With 11 shopping days ‘til Christmas, Yahoo dropped a lump of coal into the stockings of 1 billion of its users with news that their accounts had been “breached.”
That’s tech-speak for “bad guys forged your cookies” — and they are not talking about the sweets you leave next to Santa’s glass of milk.
Worse, bad guys have Yahoo’s “proprietary code” — and they are not talking about Pitbull’s million-dollar “trade secret.” For purposes of this holiday migraine, cookies and codes are the cyber-pathways by which everybody who does anything on the internet can have their savings stolen, their credit ruined and their life destroyed.

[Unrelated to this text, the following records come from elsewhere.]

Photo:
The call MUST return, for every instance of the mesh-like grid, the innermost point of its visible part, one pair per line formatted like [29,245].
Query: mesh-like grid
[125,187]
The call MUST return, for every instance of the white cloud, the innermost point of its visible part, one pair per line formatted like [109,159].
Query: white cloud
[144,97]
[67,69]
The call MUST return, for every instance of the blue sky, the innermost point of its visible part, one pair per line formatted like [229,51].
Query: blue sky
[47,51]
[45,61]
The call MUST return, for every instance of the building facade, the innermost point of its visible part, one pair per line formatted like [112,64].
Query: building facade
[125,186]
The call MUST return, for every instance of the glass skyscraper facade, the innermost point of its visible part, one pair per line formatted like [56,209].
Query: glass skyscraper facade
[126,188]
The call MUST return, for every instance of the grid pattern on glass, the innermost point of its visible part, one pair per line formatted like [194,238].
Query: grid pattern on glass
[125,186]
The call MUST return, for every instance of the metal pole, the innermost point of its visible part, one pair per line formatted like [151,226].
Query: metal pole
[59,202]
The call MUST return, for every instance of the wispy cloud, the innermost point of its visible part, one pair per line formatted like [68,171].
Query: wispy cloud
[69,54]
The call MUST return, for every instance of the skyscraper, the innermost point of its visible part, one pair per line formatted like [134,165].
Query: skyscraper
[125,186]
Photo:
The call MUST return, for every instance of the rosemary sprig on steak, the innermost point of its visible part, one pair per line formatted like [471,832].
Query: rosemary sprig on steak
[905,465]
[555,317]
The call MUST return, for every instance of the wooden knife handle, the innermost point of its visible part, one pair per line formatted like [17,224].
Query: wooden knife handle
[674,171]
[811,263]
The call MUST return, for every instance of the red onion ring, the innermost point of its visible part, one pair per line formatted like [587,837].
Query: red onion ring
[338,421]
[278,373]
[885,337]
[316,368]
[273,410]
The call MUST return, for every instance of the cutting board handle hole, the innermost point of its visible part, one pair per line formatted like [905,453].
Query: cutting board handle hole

There will be time after Christmas for recriminations, and for Verizon to pull out of its “what were we thinking?” plan to pay $4.8 billion to take Yahoo off the hands of its shareholders.
Right now, Yahoo’s shellshocked customers are playing pickup sticks with passwords and slogging through lists of What You Need to Do Right Now, Dammit.
Meanwhile, back in the 20th century, Florida elections supervisors are fretting over the privacy of voters’ home addresses, which any 8-year-old can find on the internet, and birth dates, which most voters seem to have already shared with Mark Zuckerberg, Mike Allen and Peter Schorsch, and are happy to have them pass it on to the world.
No matter how much time we spend changing our passwords and passing ludicrous exemptions to our public records law, privacy is an idea whose time has come — and long gone.